By sharing (multi-wire branch circuit) I mean a scenario as shown in the image below where the load power (RED or BLACK) wires are separately tied together and all neutral wires are also tied together. Each receptacle is sharing either the RED wire power leg or the BLACK wire power leg. All of them are tied to the same neutral wiring. I have also provided helpful links on AFCI (for curious people).

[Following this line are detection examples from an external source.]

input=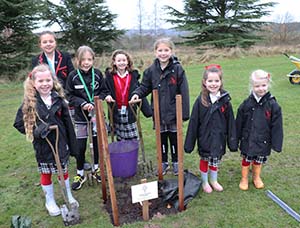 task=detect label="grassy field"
[0,55,300,228]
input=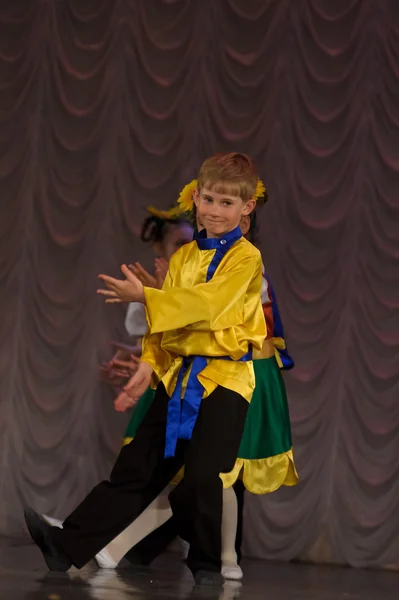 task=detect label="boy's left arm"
[144,248,262,334]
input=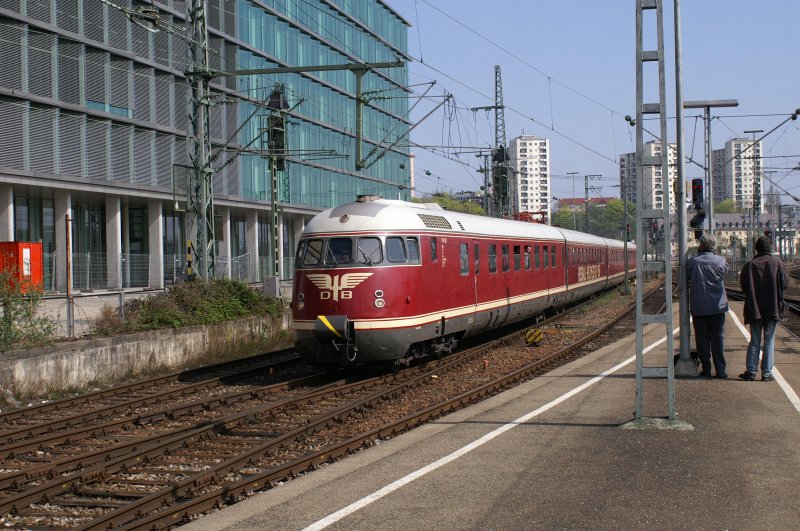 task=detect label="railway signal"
[692,179,703,211]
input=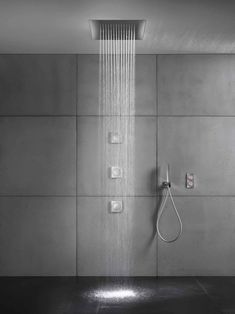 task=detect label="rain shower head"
[90,20,146,40]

http://apps.geindustrial.com/publibrary/checkout/DEA-635?TNR=Brochures|DEA-635|PDF&filename=DEA-635.PDF

https://apps.geindustrial.com/publibrary/checkout/DET-719?TNR=Application and Technical|DET-719|generic
 
Last edited:
Happy New Year to All,

Does anyone have any ideas regarding my previous post? It would be interesting to read how a veteran of the trade understands the issue.
 
I installed a QO "Combination AFCI Circuit Breaker (CAFI)" breaker a few months ago. Note it was not specifically an AFCI/GFCI. It also had built-in diagnostics, which detected shared neutrals and tripped it if found one:

upload_2020-1-2_15-31-55.png
Square D tech support was very confused about this, and tried to tell me it was a GFCI as well, but it wasn't - mine detected a fault to ground, but didn't meet the GFCI "fault" standard. There was a long discussion about this on the forum a while back, but I can't find it now. Yours is apparently a newer, more robust true AFCI/GFCI model.

GE is quite proud of their AFCI, which apparently functions properly even if there's a shared neutral.
 
"Square D tech support was very confused about this, and tried to tell me it was a GFCI as well, but it wasn't"

Not surprised at all about this confusion - but coming from a tech support rep he/she should have known better.

This subject is a big misconception on the layman/DIYer. They see the word "combination" and assume the combination refers to being a AFCI and a GFCI when in fact the word combination only refers to the sensing of the AFCI of either a parallel arc or series arc. The "C" such as in CAFCI leads them in the wrong direction in thought.

The true name for a device such as a breaker that is both rated for AFCI and GFCI protection is a "dual" function and not "combination".